After a break of two weeks, we met again online and in this time the children had finished designing and making their filtered glasses. Through the camera I witnessed some great glasses: click below to see a few!
The world looked a little different through the filters and the children observed each other looking a little blue or a little green! One child noticed a friend had orange face and pink shirt! It was our task this week to seek ways to change and distort colours and the things we observe. So here’s a little record of our journey!
So the children worked in pairs, observing the changes to the colours of their friend’s face and clothes and made a painting. Our previous work exploring colour / paint helped with this task. Click below to see a few of the outcomes!
The children told me that some colours looked darker than when they viewed without the filters. We noticed too that the filters could make the colours duller or seem like a lighter or darker version of the same colour. We discussed the word ‘TONE’ as meaning how light or dark a colour appeared to be.
Look at this! While the children were busy observing their changes, I found this online:
The image is made using 3 colours red, blue and yellow. Then filtered lights are used to view the mural. Look what happens when red filter is used:
Now with a green filter:
and finally with a blue filter:
The filtered lights pick up certain images in one colour and then hide the others. How COOL is that!
Back in Crossmaglen and Belfast we investigated other ways to distort what we saw. Luckily we had some spoons very handy – they are a great way to look at our our reflection! Each child looked at the two surfaces of their spoon, noticing some very strange distortions….
Some strange words also introduced themselves to us….. CONCAVE and CONVEX
CONCAVE HOLLOWS INWARD
CONVEX BULGES OUTWARD
These two surfaces make some very interesting distortions. The concave side of the spoon made our reflection appear upside down!
The convex surface made us look stretched.
The children used cameras in the classroom to document their distortions using a single use camera which was posted to Miss Fanthorpe and she will post back to me and I am looking forward to seeing the results.
Next our explorations made use of magnifying lenses and luckily again the children had use of plenty of these and again documented the things they saw, using a camera.

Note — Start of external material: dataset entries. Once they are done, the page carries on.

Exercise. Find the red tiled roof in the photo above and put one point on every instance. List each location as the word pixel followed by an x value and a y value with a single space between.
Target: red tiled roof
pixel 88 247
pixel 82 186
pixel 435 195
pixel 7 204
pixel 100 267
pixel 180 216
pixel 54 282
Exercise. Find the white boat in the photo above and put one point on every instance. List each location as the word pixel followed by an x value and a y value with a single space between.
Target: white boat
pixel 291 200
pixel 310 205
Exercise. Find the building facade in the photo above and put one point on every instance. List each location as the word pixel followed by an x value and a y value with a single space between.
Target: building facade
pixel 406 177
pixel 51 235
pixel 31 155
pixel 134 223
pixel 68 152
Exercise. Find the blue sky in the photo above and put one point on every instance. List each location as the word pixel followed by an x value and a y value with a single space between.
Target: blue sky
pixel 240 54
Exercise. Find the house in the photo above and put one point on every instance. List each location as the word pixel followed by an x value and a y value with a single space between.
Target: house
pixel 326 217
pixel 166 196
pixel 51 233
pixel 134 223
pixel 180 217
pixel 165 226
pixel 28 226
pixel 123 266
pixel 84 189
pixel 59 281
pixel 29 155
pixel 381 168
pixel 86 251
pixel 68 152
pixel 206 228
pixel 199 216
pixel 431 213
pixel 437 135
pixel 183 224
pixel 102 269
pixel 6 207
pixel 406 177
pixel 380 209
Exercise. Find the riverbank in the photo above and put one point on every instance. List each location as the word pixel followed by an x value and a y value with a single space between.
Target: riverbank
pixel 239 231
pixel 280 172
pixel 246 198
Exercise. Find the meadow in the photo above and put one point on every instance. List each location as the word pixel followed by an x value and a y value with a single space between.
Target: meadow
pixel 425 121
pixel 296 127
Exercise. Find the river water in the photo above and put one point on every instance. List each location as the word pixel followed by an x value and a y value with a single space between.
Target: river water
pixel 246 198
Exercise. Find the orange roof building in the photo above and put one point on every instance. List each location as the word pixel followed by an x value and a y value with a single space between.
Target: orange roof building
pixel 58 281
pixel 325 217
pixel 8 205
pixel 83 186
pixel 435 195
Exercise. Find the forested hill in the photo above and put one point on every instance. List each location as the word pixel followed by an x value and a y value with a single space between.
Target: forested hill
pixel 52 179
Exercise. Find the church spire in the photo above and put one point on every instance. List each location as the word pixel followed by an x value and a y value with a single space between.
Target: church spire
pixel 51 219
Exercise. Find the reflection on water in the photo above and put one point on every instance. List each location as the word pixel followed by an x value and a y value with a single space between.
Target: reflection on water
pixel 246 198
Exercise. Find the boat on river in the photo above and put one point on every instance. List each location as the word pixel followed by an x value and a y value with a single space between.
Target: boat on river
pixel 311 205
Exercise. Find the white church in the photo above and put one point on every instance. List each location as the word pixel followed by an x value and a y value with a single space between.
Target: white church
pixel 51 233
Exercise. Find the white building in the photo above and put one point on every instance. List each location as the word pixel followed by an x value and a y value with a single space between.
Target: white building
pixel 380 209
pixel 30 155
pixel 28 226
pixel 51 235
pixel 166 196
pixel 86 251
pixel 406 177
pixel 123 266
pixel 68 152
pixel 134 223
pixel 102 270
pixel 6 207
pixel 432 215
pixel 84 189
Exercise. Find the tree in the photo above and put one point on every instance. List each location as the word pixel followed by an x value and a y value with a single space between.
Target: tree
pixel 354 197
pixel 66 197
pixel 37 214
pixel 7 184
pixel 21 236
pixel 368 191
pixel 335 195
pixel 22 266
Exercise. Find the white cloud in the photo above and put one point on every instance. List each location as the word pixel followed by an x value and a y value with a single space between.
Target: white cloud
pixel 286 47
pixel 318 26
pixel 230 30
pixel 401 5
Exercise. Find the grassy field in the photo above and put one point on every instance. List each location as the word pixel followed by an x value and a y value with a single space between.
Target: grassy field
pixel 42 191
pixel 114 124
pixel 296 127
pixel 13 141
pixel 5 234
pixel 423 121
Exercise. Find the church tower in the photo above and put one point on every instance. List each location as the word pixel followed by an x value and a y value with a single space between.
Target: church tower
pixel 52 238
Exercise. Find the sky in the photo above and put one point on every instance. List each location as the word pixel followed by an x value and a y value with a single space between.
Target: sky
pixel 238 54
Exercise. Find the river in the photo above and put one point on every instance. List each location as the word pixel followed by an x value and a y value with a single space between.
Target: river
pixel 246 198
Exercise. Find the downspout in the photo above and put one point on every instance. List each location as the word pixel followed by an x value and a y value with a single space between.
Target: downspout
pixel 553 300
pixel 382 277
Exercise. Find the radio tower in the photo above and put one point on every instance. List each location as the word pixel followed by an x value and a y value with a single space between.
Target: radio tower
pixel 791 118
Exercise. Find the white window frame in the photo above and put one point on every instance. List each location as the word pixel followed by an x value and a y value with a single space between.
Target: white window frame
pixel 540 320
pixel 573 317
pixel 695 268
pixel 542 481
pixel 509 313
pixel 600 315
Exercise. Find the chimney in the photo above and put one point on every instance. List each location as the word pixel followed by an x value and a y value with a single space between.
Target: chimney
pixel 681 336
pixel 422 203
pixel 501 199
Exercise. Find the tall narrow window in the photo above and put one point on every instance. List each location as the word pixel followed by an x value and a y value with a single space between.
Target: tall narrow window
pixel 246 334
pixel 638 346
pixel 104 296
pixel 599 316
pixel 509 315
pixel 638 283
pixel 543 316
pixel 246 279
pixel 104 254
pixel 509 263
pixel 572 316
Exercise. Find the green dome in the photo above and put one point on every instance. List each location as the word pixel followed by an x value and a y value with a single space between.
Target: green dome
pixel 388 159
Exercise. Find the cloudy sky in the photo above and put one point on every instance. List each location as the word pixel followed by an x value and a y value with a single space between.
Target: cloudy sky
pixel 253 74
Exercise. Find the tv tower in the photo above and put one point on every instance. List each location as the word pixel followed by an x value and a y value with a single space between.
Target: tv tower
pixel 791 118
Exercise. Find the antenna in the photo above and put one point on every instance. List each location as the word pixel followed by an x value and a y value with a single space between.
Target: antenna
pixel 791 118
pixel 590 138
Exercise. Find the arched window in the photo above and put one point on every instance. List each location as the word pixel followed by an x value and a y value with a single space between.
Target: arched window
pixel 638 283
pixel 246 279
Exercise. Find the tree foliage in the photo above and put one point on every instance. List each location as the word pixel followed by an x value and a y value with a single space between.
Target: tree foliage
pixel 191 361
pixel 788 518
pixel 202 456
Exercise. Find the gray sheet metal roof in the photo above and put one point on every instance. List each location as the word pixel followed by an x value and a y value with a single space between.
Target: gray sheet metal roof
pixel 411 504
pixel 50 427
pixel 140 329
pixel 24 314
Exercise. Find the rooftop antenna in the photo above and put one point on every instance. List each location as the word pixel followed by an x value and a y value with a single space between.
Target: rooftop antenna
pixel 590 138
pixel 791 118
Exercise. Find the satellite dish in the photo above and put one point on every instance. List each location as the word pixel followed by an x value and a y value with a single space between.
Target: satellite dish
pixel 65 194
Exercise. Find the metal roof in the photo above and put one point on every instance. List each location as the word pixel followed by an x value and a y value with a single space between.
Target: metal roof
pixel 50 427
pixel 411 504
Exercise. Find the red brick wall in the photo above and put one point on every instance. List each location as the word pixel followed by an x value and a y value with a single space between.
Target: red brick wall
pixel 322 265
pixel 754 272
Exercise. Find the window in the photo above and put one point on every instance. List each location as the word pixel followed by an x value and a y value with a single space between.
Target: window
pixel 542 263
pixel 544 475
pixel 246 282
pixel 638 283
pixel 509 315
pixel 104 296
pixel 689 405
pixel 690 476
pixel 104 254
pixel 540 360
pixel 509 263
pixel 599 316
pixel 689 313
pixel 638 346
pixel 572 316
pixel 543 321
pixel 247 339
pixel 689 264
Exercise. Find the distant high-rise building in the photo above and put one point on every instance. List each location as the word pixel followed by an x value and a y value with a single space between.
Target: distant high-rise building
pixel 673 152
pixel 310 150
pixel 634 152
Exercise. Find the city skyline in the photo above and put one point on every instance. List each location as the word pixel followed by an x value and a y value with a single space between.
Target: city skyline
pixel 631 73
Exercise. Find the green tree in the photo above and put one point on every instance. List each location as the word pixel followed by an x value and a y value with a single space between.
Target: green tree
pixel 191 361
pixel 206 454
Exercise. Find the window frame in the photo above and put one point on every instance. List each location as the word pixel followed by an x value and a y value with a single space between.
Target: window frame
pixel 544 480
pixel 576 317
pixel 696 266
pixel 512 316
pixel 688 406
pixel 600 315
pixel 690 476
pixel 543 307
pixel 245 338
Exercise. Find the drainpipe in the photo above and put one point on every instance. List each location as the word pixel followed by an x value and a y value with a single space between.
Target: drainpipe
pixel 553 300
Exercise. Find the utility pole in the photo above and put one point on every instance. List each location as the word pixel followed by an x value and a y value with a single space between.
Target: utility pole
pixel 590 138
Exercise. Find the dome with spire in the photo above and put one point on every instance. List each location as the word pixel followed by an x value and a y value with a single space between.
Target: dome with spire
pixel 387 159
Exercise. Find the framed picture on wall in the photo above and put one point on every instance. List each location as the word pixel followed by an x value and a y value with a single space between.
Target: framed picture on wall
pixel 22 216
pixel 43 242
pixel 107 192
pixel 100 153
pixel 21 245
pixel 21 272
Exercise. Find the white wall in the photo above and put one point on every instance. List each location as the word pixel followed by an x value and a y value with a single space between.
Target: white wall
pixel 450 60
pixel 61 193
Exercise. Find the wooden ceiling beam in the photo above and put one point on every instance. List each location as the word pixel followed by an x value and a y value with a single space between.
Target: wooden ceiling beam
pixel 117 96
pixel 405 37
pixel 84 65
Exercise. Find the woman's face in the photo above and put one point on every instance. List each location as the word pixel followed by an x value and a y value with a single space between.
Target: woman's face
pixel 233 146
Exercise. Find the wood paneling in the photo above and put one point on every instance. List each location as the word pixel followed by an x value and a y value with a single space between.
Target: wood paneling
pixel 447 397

They noticed if they held them to their faces, then parts of their face were enlarged and distorted…….
The children tried this in the class and documented the resulting look using single use cameras…. when the camera film was used up, Miss Fanthorpe posted it up to me to process and I scanned the pictures onto the computer for the journal!
Quite a few pictures did not come out so well, being very dark and also some pictures were taken that did not quite capture the face, but perhaps the chest or neck! It was fairly tricky because perhaps the children were used to the digital camera screens, where they could see exactly what they were taking.
Finally we looked through some lenses that are used as peep-viewers that are inserted into doors as security devices…….
Each group of children at their tables had a peep-viewer and were amazed at what they now saw! When the children looked down at their feet, the lens in these objects surprisingly made their legs look a long way away!
The children remarked that they suddenly looked taller! We are going to explore more using these small objects next week. In the meantime The children finished the session, by hunting around about them for as many distortions as possible.
Miceal found a great distortion by looking at the surface of a trophy. Click below to view:
Abi found a distortion on a shiny whiteboard and others found them on door knobs, radiators glass in a picture frame and the surface paint on a car. Another was found on the inside of a foil crisp packet. Thats clever detective work!
Here are a few I found recently!
In the city reflective and shiny surfaces are everywhere: glass in buildings, vehicle surfaces and coverings.